Let $a,b,c \in \mathbb{Z}, a,b \ne 0, d = (a,b)$. Then the equation $ax+by = c$ has an integer solution $x,y$ iff $d \mid c$. In that case there are infinitely many solutions.
Need to derive general solution using the parametric form.
The first issue concerns with "a" step in the proof, which is ubiquitously applied to derive the parametric form. This step is common in books, and MSE alike even though the answers at MSE are innovative sort of, as here.
I am repeating verbatim the contents of LeVeque's book titled: Fundamentals of Number Theory, pg. 39 and pg. 40, to show the context of the two issues.
By exploiting the connection we have established between the GCD of two integers and linear combinations of them, it is easy to analyze the linear Diophantine equation in two unknowns $x$ and $y$,
(6) $ax + by = c, \text{ s.t. } a,b,c,x,y \in \mathbb{Z}$
First suppose that $(a,b) = 1$. Then we know that for suitable $x,y \in \mathbb {Z}, ax + by = 1$, so $cx, cy$ give a solution of (6). If $x, y$ and $x_0, y_0$ are any two distinct solutions of (6), then
$a(x - x_0) + b(y - y_0) = c-c =0 \text{ <--------------Issue 1 }$.

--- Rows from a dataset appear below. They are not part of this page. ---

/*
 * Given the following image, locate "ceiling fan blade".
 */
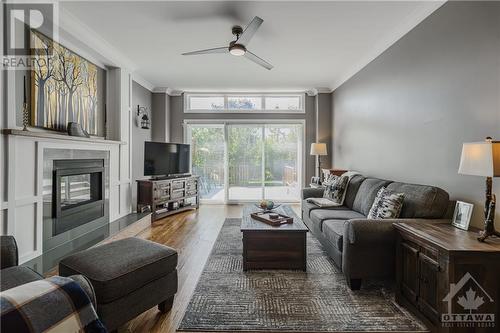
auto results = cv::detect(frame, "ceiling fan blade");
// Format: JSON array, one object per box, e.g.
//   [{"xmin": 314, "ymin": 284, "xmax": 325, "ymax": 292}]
[
  {"xmin": 182, "ymin": 46, "xmax": 229, "ymax": 55},
  {"xmin": 245, "ymin": 50, "xmax": 274, "ymax": 70},
  {"xmin": 237, "ymin": 16, "xmax": 264, "ymax": 46}
]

Since $(a,b) =1$, the equation $\frac{a}{b} = -\frac{y-y_0}{x - x_0}$ shows that for some $t \in \mathbb {Z}$
(7) $y - y_0 = -at, \text{ } x - x_0 = bt$.
Contrariwise, if $x_0, y_0$ satisfy (6) and $t$ is an integer (including $0$), then the $x,y$ determined by (7) also satisfy (6). Hence, (7) provides a general solution of (6), in this case. As a passing remark to readers who have studied linear systems of algebraic or differential equations, we remark that a general solution of (6) has thus been given as the sum of a particular solution of the in-homogeneous equation and a general solution of the homogeneous equation, $ax + by = 0$.
Now suppose that in (6), $(a,b) = d$. If $d \nmid c$, there are obviously no solutions. If $d \mid c$, has exactly the same set of solutions as the simplified equation $\frac{a}{d}x + \frac{b}{d}y = \frac{c}{d}$, and since $(\frac{a}{d}, \frac{b}{d}) = 1$, we already know these. Hence we have the following theorem.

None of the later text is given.